Youssef Chahine, le trublion magnifique

En projetant le meilleur de son Å“uvre et en lui dédiant un colloque, le Festival international du cinéma méditerranéen de Tétouan, prévu du 28 mars au 4 avril, ravivra la mémoire de Youssef Chahine, mort en septembre 2008.
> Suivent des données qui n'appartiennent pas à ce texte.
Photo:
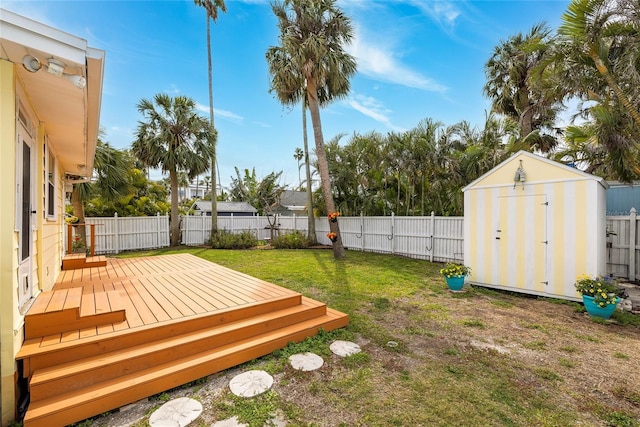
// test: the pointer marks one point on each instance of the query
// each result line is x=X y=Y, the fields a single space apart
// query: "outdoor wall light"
x=520 y=176
x=31 y=64
x=78 y=81
x=55 y=67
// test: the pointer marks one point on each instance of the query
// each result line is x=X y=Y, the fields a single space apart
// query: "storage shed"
x=532 y=225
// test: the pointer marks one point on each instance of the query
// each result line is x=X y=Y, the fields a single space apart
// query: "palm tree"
x=513 y=87
x=212 y=6
x=597 y=29
x=598 y=52
x=298 y=154
x=311 y=220
x=311 y=62
x=111 y=180
x=175 y=138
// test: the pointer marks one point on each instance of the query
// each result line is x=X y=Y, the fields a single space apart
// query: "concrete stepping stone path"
x=344 y=348
x=176 y=413
x=251 y=383
x=229 y=422
x=306 y=361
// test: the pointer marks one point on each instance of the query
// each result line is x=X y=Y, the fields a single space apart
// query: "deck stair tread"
x=75 y=405
x=64 y=310
x=108 y=335
x=39 y=356
x=72 y=375
x=78 y=261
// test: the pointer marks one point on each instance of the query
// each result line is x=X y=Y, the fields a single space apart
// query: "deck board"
x=153 y=290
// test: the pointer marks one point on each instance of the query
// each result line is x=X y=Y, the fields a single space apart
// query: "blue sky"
x=416 y=59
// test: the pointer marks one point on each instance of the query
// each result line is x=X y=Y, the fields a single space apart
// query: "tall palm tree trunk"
x=175 y=217
x=323 y=166
x=214 y=195
x=311 y=221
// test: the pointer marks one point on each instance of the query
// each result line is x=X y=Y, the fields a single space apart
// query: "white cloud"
x=373 y=108
x=228 y=115
x=380 y=63
x=445 y=13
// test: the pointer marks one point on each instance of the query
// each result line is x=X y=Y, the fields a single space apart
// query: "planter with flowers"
x=599 y=295
x=454 y=273
x=333 y=216
x=72 y=220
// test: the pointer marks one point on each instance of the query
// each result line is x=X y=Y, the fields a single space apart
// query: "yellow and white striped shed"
x=535 y=236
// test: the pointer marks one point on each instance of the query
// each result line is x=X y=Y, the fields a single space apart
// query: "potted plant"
x=599 y=294
x=71 y=219
x=454 y=274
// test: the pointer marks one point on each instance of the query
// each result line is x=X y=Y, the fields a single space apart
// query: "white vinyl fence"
x=432 y=238
x=623 y=259
x=114 y=234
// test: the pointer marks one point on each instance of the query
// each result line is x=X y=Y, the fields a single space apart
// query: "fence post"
x=632 y=244
x=433 y=227
x=116 y=237
x=362 y=244
x=393 y=241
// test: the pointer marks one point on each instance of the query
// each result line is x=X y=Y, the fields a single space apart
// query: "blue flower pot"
x=455 y=283
x=595 y=310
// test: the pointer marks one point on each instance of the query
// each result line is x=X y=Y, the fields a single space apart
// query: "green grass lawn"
x=479 y=358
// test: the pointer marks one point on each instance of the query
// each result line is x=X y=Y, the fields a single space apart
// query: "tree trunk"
x=175 y=217
x=214 y=195
x=311 y=220
x=314 y=109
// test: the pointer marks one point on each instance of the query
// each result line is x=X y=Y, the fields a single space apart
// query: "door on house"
x=522 y=242
x=25 y=213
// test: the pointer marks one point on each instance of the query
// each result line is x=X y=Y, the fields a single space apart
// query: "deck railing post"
x=116 y=233
x=632 y=244
x=159 y=229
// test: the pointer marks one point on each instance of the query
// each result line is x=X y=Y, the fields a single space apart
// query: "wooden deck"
x=107 y=336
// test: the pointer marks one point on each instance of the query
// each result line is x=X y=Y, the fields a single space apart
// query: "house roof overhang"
x=71 y=115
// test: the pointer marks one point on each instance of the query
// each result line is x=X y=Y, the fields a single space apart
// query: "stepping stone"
x=306 y=361
x=176 y=413
x=250 y=383
x=229 y=422
x=344 y=348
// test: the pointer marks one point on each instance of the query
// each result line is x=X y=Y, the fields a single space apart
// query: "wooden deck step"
x=35 y=355
x=48 y=382
x=75 y=405
x=77 y=261
x=64 y=310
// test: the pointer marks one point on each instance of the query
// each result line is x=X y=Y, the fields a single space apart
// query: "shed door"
x=522 y=243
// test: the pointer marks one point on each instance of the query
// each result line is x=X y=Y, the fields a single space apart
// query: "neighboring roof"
x=561 y=171
x=294 y=199
x=205 y=206
x=71 y=114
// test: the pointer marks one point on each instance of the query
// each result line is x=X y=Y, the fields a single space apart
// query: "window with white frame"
x=50 y=182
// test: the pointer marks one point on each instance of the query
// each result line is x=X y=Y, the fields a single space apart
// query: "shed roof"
x=537 y=168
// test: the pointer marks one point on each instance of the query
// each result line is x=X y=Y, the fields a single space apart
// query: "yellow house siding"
x=50 y=229
x=8 y=240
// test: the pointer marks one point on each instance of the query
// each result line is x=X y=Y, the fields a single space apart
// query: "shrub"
x=292 y=240
x=226 y=240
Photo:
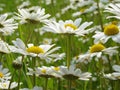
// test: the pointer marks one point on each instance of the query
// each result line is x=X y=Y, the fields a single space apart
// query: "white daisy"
x=110 y=31
x=73 y=73
x=44 y=72
x=114 y=9
x=97 y=50
x=5 y=85
x=67 y=27
x=32 y=17
x=35 y=88
x=4 y=47
x=4 y=73
x=115 y=75
x=42 y=51
x=7 y=26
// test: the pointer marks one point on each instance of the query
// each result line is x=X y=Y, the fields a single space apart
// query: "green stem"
x=19 y=79
x=11 y=79
x=68 y=49
x=69 y=85
x=59 y=84
x=100 y=16
x=46 y=82
x=34 y=76
x=101 y=74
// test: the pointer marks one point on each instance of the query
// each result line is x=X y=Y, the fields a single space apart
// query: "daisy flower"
x=44 y=71
x=74 y=73
x=4 y=47
x=97 y=50
x=115 y=75
x=5 y=85
x=7 y=26
x=32 y=17
x=67 y=27
x=114 y=9
x=42 y=51
x=4 y=73
x=110 y=31
x=35 y=88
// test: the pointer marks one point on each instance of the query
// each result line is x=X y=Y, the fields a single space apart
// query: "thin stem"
x=100 y=16
x=59 y=84
x=34 y=76
x=46 y=82
x=69 y=85
x=11 y=79
x=19 y=79
x=68 y=49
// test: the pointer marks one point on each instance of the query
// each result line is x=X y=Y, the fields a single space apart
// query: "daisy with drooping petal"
x=115 y=75
x=5 y=85
x=4 y=47
x=67 y=27
x=42 y=51
x=74 y=73
x=4 y=73
x=34 y=17
x=97 y=50
x=114 y=9
x=110 y=31
x=44 y=71
x=35 y=88
x=7 y=26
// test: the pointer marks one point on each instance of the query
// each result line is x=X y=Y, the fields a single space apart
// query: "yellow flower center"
x=32 y=21
x=96 y=48
x=56 y=68
x=71 y=25
x=1 y=26
x=4 y=85
x=1 y=75
x=43 y=71
x=115 y=22
x=35 y=49
x=111 y=30
x=82 y=10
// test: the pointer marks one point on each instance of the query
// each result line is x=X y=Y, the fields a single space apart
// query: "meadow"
x=59 y=44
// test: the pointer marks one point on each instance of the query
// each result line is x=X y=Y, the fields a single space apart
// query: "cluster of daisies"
x=45 y=59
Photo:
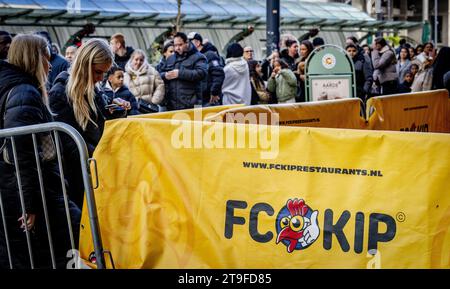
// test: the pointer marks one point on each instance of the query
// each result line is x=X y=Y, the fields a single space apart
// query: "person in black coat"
x=212 y=84
x=23 y=101
x=75 y=100
x=183 y=74
x=114 y=88
x=122 y=53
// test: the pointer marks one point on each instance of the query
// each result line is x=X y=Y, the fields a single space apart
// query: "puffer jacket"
x=122 y=92
x=284 y=84
x=145 y=83
x=183 y=92
x=236 y=87
x=384 y=64
x=25 y=106
x=212 y=84
x=121 y=61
Quand nous l’avons rencontré, lors de la première édition du Festival international du film de Marrakech, Youssef Chahine, Jo pour les intimes, avait soixante-quinze ans. Il avait subi une opération à cœur ouvert, ce qui ne l’empêchait pas de se pâmer devant chaque corps céleste qui se pointait à la portée de sa myope vue. C’est qu’il y avait du Casanova dans cet Alexandrin-là. Et comme le séducteur vénitien, Chahine avait, en matière de femmes, un goût éclectique. A l’image des comédiennes qu’il choisissait pour jouer dans ses films : Faten Hamama, Chadia, Hind Rostom, Naglaa Fathi, Nabila Oubeid ou encore son ultime coup de cœur, la sensuelle et gironde Latifa. A aucune d’elles, il n’était resté fidèle. Chacune avait été dirigée d’une main de fer, «sadisée» jusqu’aux larmes. Toutes, cependant, continuaient d’aduler leur bourreau.
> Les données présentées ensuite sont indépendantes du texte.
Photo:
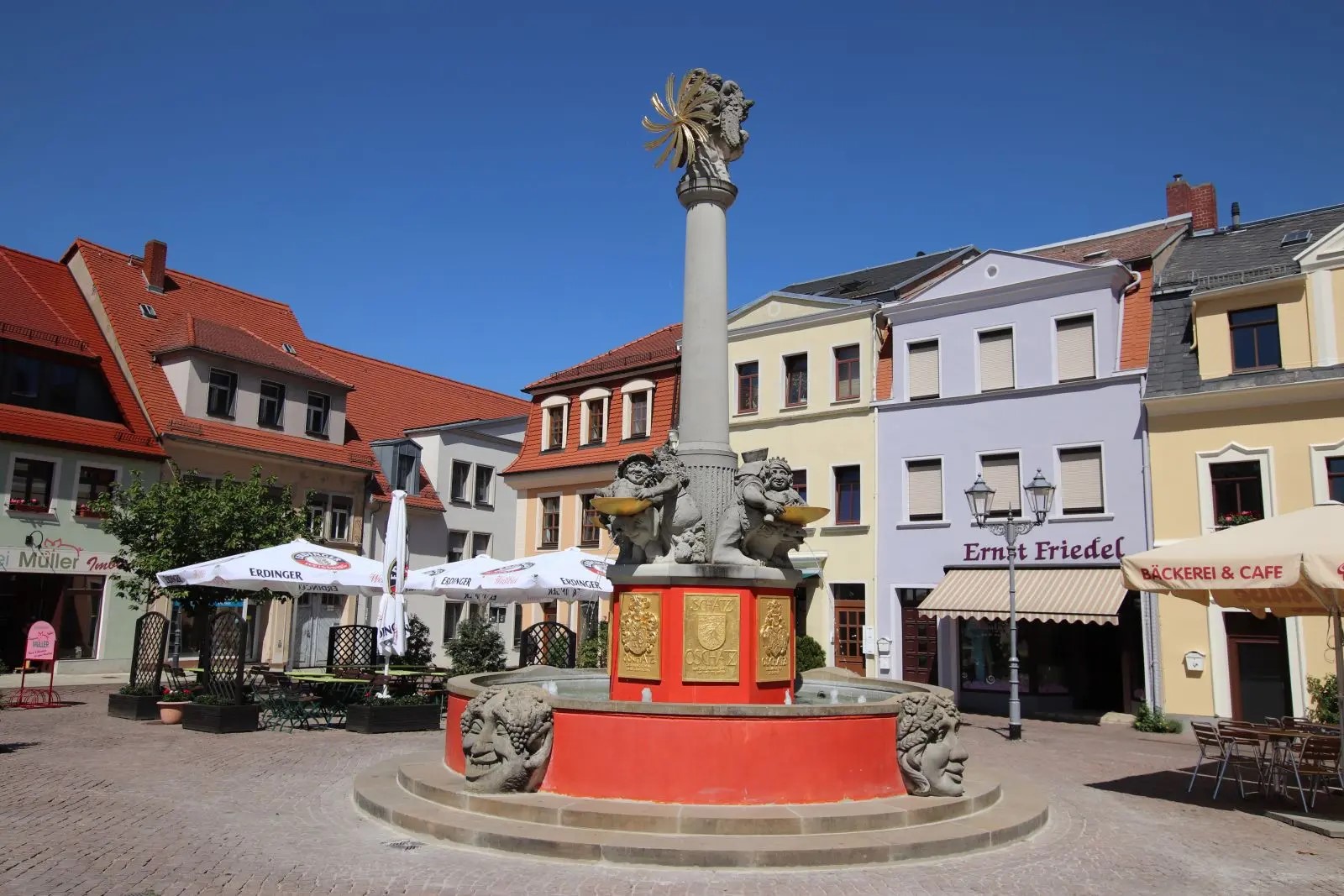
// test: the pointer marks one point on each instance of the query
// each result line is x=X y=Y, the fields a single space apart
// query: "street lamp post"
x=981 y=497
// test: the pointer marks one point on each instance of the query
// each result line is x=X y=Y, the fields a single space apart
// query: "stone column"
x=703 y=418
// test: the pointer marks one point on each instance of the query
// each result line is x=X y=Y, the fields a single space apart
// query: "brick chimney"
x=1200 y=201
x=156 y=265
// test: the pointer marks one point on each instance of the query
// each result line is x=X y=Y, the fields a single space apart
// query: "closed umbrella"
x=1290 y=566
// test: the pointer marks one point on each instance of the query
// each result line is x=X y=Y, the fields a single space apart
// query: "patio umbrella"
x=1290 y=566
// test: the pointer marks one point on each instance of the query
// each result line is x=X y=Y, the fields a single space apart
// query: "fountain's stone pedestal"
x=702 y=633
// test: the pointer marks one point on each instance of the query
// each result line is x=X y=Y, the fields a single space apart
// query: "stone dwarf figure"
x=750 y=532
x=669 y=531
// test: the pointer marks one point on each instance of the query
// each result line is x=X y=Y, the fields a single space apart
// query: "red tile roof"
x=42 y=305
x=658 y=347
x=241 y=344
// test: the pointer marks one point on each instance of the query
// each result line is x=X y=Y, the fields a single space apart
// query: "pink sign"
x=42 y=642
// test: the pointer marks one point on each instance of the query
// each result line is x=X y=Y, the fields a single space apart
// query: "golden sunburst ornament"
x=685 y=118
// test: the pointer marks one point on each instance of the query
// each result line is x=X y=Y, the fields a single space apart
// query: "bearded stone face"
x=507 y=739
Trente-deux longs métrages, cinquante-cinq ans de carrière
Eclectique, Chahine l’était aussi dans les genres qu’il abordait, depuis Papa Amine (1950) jusqu’à Heya Fawda (2007), en passant par Alexandrie pourquoi ? (1978) et l’Emigré (1994): comédie musicale, mélodrame, autobiographie, drame, chronique, critique sociale… Le plus souvent, les registres s’alternent, s’enchevêtrent, s’imbriquent. Voyez Adieu mon amour (1956) où le cinéaste, subvertissant les normes convenues, mélange allègrement humour et mélodrame, ou Gare centrale (1954), qui se présente à la fois comme un mélodrame, une analyse sociale, une tragédie policière et une œuvre semi-autobiographique. Cet éclectisme «générique» s’accompagne délibérément d’un éclectisme rhétorique. Exemple : Alexandrie pourquoi ?; où s’entrecroisent Nouvelle Vague, fantasmagories felliniennes et recréation spectaculaire.
Ce grouillement est révélateur de la personnalité de Chahine, tout en exubérante générosité, qui le portait à mettre le doigt sur les plaies sociales (Ciel d’enfer), à se pencher sur les humbles gens (Gare centrale), à exalter la tolérance (Le Destin) et à pour fendre le libéralisme caricatural de l’Egypte (L’Autre). Toujours avec conviction, toujours en biaisant avec les gardiens du temple et les pères la morale, à qui ses œuvres faisaient grincer les dents, toujours en assumant son rôle de trublion. Chahine était-il un cinéaste engagé ? Non, rectifiait-il, «je ne suis qu’un voyou». Et de fixer d’un œil concupiscent quelques courbes qui saturaient son champ de vision. Sacré Jo !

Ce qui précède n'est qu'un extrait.